はじめに籾井圭子JOC常務理事による今回の「包括協定」概要説明の後、調印式を実施。挨拶に立った山下泰裕JOC会長は契機となった東京2020大会について、「大会に参加した多様な個性のある人々が自分らしさを発揮し、お互いを認め合い、違いを生かしながら協力することの素晴らしさを改めて認識する場となったと思います。また、LGBTQ+を公表したアスリートも過去最多と伺っています。このような経験を引き継ぎ、レガシーとしていくためには、まずスポーツ界がLGBTQ+について理解を深めていくことが重要だと思っております」と説明。また、「この締結を機に、JOCはもちろん、加盟団体を巻き込んでいき、誰もが自分らしく生きられる共生社会を目指して、プライドハウス東京様のお力添えをいただきながら取り組んでいきたいと思います」と連携を深めていくことへの期待の言葉を述べました。

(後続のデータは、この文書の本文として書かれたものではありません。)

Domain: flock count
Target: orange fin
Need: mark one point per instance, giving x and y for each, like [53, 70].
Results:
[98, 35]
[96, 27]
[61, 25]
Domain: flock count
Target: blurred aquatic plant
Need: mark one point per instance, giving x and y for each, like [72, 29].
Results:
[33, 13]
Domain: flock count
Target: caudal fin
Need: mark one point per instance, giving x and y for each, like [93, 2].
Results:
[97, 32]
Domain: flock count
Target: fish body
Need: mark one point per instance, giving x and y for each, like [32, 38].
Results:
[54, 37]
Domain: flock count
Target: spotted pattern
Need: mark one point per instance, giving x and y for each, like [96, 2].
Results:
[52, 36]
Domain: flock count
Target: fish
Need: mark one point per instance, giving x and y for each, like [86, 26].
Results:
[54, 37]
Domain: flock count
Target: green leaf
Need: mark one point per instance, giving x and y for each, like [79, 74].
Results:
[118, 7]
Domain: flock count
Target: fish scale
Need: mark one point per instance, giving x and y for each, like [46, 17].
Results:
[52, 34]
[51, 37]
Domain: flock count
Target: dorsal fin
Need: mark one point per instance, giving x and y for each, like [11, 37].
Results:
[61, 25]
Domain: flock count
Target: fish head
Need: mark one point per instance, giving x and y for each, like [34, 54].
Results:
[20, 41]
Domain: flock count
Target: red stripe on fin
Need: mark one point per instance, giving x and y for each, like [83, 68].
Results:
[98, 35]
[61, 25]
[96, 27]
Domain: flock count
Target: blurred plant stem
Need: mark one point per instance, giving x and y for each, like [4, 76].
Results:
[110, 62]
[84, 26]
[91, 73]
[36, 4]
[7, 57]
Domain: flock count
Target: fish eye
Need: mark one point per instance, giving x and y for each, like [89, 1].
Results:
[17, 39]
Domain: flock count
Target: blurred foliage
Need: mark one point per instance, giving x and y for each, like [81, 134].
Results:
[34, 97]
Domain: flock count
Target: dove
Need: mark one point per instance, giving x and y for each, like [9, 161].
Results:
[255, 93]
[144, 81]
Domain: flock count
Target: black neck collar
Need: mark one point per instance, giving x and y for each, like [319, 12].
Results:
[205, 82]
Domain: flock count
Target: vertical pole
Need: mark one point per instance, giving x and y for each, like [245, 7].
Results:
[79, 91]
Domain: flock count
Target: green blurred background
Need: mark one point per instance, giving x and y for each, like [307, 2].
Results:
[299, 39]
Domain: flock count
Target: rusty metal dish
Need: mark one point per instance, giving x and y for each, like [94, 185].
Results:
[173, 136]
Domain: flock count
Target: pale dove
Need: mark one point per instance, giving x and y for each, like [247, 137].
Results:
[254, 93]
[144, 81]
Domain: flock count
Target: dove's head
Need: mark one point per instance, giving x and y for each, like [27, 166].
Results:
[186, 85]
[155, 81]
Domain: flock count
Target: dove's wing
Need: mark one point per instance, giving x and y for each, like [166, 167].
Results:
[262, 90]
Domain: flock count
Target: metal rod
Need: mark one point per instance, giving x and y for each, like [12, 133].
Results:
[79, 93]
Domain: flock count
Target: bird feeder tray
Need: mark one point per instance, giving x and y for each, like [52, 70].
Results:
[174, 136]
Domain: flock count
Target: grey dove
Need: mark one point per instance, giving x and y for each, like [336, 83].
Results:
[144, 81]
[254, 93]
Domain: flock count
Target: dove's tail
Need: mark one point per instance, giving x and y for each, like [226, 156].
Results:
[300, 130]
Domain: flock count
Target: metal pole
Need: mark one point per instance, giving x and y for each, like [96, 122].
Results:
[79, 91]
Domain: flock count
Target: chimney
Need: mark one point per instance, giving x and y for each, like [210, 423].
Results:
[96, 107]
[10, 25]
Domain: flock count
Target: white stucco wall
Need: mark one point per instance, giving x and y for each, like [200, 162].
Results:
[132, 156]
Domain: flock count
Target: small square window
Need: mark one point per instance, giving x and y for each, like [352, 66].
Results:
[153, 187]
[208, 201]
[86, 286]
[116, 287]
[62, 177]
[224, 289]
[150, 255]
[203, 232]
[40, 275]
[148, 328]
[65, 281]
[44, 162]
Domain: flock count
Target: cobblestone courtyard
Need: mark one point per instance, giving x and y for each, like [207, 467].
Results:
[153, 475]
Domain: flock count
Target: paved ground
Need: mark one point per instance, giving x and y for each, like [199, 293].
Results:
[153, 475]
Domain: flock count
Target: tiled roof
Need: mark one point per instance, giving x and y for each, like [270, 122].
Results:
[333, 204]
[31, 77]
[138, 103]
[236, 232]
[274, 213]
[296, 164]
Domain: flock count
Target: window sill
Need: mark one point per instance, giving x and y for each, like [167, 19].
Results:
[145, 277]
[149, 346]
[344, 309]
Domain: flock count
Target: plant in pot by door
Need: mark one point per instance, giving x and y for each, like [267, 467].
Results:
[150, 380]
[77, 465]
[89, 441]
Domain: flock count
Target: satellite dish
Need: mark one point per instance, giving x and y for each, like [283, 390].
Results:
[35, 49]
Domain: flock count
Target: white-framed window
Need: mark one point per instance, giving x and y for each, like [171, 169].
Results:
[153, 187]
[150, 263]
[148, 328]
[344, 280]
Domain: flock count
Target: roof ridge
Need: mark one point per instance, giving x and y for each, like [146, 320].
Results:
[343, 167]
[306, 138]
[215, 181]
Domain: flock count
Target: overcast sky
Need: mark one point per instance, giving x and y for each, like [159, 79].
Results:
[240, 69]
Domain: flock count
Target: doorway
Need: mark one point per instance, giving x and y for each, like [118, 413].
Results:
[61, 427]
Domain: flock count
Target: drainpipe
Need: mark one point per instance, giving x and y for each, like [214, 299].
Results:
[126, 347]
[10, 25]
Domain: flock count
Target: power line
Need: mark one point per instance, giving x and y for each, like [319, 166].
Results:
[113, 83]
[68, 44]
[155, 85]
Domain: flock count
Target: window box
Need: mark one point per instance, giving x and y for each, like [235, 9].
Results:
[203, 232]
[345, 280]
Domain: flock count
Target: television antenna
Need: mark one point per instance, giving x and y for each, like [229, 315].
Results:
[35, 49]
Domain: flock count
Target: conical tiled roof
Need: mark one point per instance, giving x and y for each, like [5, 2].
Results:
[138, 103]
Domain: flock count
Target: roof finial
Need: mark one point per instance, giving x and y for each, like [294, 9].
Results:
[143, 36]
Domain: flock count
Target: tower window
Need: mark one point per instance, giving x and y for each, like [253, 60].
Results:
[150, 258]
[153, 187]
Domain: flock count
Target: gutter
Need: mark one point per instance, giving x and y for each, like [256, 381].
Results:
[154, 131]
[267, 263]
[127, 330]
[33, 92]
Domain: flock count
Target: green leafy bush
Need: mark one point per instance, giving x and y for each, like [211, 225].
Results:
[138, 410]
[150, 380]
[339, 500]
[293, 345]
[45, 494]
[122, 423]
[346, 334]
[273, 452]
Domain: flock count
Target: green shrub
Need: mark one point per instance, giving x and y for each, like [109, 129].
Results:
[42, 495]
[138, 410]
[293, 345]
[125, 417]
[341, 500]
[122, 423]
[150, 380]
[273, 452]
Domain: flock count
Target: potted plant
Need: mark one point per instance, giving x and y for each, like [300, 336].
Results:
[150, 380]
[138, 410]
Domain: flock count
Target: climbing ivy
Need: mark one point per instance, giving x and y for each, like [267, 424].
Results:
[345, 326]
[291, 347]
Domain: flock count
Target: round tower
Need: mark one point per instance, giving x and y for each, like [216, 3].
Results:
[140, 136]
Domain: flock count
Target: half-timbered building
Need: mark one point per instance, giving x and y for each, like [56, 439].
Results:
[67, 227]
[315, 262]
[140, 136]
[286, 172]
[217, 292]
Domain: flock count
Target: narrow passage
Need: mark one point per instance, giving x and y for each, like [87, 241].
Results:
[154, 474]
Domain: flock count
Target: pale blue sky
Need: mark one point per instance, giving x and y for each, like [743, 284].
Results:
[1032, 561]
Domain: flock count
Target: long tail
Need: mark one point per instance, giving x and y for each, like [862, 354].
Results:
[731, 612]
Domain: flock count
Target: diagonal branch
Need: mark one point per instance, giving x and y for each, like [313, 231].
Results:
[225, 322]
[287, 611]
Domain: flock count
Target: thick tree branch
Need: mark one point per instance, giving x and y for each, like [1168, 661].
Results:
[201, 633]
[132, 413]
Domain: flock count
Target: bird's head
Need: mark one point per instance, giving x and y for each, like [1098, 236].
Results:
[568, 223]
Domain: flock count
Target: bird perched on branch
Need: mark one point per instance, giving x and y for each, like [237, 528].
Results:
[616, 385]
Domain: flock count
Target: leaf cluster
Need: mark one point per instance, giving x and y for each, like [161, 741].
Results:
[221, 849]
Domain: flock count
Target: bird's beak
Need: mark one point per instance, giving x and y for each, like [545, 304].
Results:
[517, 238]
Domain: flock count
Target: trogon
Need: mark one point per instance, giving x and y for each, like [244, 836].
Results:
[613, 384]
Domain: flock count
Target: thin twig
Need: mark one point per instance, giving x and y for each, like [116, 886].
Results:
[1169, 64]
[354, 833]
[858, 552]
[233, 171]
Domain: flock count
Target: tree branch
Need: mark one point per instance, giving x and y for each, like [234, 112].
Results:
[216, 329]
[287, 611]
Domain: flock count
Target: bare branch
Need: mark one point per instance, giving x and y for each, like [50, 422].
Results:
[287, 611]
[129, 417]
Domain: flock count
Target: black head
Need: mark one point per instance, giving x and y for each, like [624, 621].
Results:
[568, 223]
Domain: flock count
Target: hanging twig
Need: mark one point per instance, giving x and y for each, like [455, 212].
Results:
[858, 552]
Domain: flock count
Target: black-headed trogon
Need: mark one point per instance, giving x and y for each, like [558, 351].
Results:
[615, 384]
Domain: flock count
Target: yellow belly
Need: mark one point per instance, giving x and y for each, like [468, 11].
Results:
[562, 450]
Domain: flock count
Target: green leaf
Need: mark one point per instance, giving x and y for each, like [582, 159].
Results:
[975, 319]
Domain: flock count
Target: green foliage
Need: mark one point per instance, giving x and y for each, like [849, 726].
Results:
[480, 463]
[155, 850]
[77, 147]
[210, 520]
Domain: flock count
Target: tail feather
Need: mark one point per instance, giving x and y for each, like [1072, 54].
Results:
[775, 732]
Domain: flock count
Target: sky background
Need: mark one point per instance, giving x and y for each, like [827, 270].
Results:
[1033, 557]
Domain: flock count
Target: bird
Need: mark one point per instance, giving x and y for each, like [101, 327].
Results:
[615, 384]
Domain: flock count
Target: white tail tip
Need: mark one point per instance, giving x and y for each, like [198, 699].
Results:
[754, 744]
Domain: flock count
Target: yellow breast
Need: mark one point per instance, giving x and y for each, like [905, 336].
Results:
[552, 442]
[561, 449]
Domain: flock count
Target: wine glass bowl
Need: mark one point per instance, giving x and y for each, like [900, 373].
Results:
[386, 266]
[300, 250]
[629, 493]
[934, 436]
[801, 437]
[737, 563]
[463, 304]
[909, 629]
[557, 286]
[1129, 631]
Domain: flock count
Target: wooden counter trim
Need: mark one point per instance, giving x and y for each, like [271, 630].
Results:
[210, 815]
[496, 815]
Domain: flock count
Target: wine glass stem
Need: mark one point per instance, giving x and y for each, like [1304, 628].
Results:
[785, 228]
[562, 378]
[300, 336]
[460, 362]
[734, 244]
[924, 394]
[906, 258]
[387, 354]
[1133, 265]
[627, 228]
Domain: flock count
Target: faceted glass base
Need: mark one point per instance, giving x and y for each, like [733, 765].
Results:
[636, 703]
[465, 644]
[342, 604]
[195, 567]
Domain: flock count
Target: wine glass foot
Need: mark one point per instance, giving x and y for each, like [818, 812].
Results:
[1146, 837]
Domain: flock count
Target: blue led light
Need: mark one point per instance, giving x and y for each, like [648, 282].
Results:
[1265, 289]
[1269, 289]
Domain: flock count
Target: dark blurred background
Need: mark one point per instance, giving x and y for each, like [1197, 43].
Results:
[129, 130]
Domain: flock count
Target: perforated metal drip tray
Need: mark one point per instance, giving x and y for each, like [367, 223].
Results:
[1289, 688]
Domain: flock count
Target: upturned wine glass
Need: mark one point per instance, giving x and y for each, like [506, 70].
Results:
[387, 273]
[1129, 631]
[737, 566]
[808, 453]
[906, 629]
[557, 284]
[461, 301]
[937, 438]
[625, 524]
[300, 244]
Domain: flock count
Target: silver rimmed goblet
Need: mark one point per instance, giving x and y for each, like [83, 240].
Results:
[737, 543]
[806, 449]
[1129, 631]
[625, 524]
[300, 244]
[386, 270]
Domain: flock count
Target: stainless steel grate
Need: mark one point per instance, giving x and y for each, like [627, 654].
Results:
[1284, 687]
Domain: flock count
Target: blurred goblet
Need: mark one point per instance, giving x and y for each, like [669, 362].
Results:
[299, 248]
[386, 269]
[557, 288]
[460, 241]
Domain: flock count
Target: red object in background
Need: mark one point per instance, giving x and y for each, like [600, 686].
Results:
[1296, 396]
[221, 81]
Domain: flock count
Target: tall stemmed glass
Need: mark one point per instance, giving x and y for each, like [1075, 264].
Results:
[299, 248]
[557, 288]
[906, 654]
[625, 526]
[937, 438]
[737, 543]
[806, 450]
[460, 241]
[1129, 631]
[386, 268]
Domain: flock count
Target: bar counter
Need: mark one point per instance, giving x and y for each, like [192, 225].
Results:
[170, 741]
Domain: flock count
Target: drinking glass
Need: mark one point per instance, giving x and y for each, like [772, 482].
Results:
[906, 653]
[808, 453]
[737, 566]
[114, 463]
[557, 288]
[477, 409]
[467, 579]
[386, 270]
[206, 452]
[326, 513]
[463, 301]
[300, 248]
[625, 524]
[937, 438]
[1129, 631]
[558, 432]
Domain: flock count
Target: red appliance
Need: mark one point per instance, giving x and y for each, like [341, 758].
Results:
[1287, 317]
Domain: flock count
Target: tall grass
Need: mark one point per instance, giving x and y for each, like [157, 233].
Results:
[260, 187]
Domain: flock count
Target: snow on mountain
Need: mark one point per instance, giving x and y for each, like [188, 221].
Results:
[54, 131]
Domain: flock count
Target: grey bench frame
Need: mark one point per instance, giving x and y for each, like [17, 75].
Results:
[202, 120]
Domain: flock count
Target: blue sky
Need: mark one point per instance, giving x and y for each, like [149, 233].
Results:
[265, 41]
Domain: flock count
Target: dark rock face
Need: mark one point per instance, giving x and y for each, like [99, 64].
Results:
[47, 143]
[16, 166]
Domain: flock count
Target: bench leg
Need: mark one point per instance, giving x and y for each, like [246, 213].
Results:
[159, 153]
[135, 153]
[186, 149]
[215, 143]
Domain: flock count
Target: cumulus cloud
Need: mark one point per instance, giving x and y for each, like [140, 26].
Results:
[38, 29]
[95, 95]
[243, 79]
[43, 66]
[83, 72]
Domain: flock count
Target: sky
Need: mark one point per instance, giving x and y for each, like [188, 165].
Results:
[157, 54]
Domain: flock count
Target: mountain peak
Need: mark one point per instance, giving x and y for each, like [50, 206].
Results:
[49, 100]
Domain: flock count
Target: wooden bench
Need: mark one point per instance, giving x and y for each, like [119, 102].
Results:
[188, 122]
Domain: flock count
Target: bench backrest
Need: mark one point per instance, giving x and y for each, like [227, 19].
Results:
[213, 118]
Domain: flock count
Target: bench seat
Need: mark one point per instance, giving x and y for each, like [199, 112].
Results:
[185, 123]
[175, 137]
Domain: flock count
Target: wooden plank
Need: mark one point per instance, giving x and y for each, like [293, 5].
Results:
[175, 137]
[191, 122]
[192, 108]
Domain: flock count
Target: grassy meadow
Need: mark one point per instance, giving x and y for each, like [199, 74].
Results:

続いて、プライドハウス東京(認定NPO法人グッド・エイジング・エールズ代表)の松中権代表はまず、「東京2020大会を契機にスポーツ界にとどまらず、日本社会全体で誰もが自分らしく過ごしていけるような社会を目指して活動をしています」と活動の経緯を紹介。また、今回の協定締結について「皆さんと協力してスポーツ界に、そして日本社会にアクションを起こしていけることを大変心強く思っております」と述べ、「加盟団体の皆さんとも協力をしながらLGBTQ+当事者の方、そしてすべての方々が安心安全にスポーツを楽しめることや、より多くの方々が想いを持ってつながり合い、社会を変えていくために個人としても、プライドハウス東京としても全力で取り組んでいきたいと思っております」と決意を語りました。
次に挨拶に立った元フェンシング選手でもある杉山文野JOC理事は、LGBTQ+の当事者として「当時は日本のスポーツ界において、LGBTQ+に関する情報はほぼ皆無に等しい状況でした。その中で自分らしくなりたいと思えば、競技者としての人生はなく、競技を続けたいと思えば自分らしくいられず、カミングアウトできないまま引退してしまいました。今回、こういった日を迎えることができたことは非常に感慨深く、大変嬉しく思っております」とコメント。また、「この協定がスポーツで社会課題解決に貢献するというJOCのビジョンを進めていく良い事例の一つとできるように、私自身も邁進してまいりたいと思います」と述べました。